The Future of Wildlife Lies in Our Hands.

Report from Kenyan Intern, Patrick Kimaita

It has been a month since I arrived at the Elephants and Bees Research Center, and time has really slipped away. I am very excited to be in the right place that will eventually help me to achieve my objective of creating an awareness of the human-elephant conflict. There are many humane ways of being able to live in harmony with wildlife, especially with elephants. Often it is an uphill battle due to people’s negative attitudes regarding human wildlife coexistence. I have always focused on how to build a peaceful coexistence between humans and wildlife by providing and coming up with up to date measures and strategies for mitigating human wildlife conflict, using scientific research, community participation and innovation we are able to scale up peaceful coexistence in the affected communities. I can now say that I have found the answer, since this is what happens at the Elephants and Bees Research center, Kudos to Dr. Lucy King for making this happen.

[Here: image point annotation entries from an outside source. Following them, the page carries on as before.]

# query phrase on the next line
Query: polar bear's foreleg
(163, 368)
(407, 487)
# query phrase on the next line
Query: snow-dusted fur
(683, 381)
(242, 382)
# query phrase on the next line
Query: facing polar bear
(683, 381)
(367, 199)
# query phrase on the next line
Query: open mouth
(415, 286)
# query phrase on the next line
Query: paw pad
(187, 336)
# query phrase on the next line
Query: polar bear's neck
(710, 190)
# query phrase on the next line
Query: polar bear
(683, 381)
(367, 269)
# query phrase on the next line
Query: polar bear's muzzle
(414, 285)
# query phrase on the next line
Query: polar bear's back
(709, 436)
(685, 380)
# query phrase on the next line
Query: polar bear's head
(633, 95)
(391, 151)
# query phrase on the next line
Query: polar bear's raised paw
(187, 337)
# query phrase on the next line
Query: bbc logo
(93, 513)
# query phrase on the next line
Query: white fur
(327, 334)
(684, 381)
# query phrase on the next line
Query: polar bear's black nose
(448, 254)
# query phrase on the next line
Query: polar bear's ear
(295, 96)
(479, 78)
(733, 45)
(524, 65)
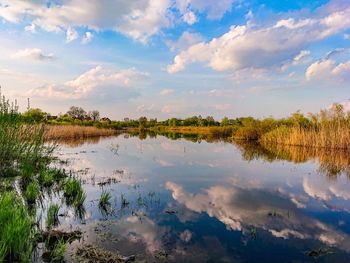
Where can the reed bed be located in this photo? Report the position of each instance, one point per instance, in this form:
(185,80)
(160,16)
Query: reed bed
(330,129)
(210,130)
(75,132)
(337,137)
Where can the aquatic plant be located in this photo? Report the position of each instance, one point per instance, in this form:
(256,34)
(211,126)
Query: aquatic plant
(57,254)
(16,231)
(105,199)
(52,215)
(32,192)
(20,143)
(46,178)
(74,192)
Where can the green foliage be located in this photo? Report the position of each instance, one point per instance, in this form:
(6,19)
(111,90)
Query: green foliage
(46,177)
(16,232)
(57,254)
(74,193)
(52,215)
(34,116)
(20,143)
(32,192)
(105,199)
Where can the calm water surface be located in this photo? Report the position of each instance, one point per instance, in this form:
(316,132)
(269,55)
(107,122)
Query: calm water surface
(184,201)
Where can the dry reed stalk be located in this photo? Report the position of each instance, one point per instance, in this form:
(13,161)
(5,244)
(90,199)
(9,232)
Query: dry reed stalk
(75,132)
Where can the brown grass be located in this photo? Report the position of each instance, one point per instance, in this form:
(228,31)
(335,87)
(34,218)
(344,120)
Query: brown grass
(330,137)
(75,132)
(215,131)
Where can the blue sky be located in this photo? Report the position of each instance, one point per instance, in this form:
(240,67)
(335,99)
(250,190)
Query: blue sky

Living with elephants has always presented a great challenge amongst communities practicing agriculture. Personally, before venturing into conservation my views of wildlife were also negative; I saw them as a great menace. This motivated me to learn how to deal with wildlife, and to ensure we cater for both the community and wildlife’s welfare. Research wise I did a survey on the effects of electric fences on wildlife and community welfare around the Aberdare National Park. Findings were somewhat impressive to the farmers as the electric fence confined wildlife in an ‘Island’ which eventually would harm the genetic aspects of future generations. Farmer’s welfare was an added benefit as less crop raids were reported. This motivated my curiosity of trying to get new ways of having a deterrent that would be wildlife and community friendly. The Elephants and Bees project does not only ensure Elephants have safe paths for foraging, but also benefits the farmer by producing honey. This is quite impressive!

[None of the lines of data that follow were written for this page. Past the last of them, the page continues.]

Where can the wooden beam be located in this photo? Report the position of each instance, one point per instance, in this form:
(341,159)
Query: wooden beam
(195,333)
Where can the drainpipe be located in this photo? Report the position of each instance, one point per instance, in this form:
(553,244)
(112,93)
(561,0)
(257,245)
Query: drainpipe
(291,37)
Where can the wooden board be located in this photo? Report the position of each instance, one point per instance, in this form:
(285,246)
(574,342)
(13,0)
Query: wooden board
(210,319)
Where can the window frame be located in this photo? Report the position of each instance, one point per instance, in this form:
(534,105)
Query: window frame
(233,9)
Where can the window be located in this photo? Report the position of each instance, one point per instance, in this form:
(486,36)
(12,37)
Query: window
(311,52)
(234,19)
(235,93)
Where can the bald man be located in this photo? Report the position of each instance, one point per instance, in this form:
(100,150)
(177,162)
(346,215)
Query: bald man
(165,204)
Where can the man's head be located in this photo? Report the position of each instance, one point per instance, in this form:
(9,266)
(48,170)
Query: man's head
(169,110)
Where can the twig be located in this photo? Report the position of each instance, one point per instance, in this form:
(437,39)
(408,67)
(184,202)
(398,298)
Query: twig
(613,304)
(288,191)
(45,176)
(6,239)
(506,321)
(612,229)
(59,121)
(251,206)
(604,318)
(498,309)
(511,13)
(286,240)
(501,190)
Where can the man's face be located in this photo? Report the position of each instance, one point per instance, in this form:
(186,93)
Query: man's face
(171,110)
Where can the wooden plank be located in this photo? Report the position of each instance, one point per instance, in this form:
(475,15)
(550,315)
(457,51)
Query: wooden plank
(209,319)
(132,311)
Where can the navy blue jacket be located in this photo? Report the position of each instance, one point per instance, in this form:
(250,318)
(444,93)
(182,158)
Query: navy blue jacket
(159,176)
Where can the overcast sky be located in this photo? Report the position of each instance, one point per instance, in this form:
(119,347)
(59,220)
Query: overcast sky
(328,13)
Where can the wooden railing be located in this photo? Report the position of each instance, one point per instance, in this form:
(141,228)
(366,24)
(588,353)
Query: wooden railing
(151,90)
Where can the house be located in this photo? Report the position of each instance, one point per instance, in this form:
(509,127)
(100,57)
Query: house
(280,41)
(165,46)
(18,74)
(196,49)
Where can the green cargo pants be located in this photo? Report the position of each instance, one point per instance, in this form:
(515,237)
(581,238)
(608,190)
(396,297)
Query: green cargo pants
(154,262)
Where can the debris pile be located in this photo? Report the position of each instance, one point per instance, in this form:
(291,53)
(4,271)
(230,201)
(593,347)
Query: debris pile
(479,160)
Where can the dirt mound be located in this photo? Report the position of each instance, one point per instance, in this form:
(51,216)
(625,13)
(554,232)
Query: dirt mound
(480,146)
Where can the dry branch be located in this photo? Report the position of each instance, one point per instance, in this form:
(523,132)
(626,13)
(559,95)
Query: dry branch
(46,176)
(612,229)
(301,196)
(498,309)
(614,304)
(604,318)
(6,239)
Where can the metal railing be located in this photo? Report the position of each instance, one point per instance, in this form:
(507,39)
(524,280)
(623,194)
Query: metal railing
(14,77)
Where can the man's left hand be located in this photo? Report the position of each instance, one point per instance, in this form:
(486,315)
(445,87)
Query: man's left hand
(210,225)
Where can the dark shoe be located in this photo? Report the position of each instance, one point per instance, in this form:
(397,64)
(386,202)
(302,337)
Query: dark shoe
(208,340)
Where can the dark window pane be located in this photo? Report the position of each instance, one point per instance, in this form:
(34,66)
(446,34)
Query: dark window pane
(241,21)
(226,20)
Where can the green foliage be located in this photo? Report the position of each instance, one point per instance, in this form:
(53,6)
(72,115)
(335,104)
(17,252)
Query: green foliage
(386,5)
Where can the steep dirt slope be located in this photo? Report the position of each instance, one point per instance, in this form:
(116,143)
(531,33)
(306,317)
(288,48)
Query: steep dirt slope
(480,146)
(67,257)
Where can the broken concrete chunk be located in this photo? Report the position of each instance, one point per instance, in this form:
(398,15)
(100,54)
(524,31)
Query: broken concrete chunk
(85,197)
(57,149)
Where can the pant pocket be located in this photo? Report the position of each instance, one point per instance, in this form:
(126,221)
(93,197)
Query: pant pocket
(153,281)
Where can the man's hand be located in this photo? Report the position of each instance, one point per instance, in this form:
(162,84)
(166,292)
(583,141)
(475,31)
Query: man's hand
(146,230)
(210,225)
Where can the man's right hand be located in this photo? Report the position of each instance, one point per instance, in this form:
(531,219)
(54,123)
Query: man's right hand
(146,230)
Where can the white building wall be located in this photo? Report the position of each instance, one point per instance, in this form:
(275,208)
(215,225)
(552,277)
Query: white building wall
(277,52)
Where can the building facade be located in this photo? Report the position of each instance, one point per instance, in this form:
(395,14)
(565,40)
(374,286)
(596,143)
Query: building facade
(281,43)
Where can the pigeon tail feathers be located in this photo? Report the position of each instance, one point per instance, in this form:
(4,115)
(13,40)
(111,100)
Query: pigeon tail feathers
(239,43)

The time I have spent at the Elephants and Bees Research Center has been very engaging, and ensured that I get a hands on experience and knowledge, which I will be able to take back home to benefit my community and eventually marry the idea that we can live comfortably with elephants. Recently I have been involved in monitoring the beehive fences, harvesting honey, and fencing two new farms (Ngwale and Phelicia) with the beehive fences. It’s very exciting having bees buzz around us, investigating their new homes.  Thank you to those that donated the hives, the farmers are very accommodating, excited and engaged in the project. This was affirmed by a recent meeting that took place, I realized here that the communities have heartily accepted the project and demonstrate a willingness to be more involved as they have seen the benefits the project produces.  Credit goes to Dr Lucy King and the whole team for ensuring the project’s success.

I am looking forward to learning more, and to being able to help the project and farmers in the future.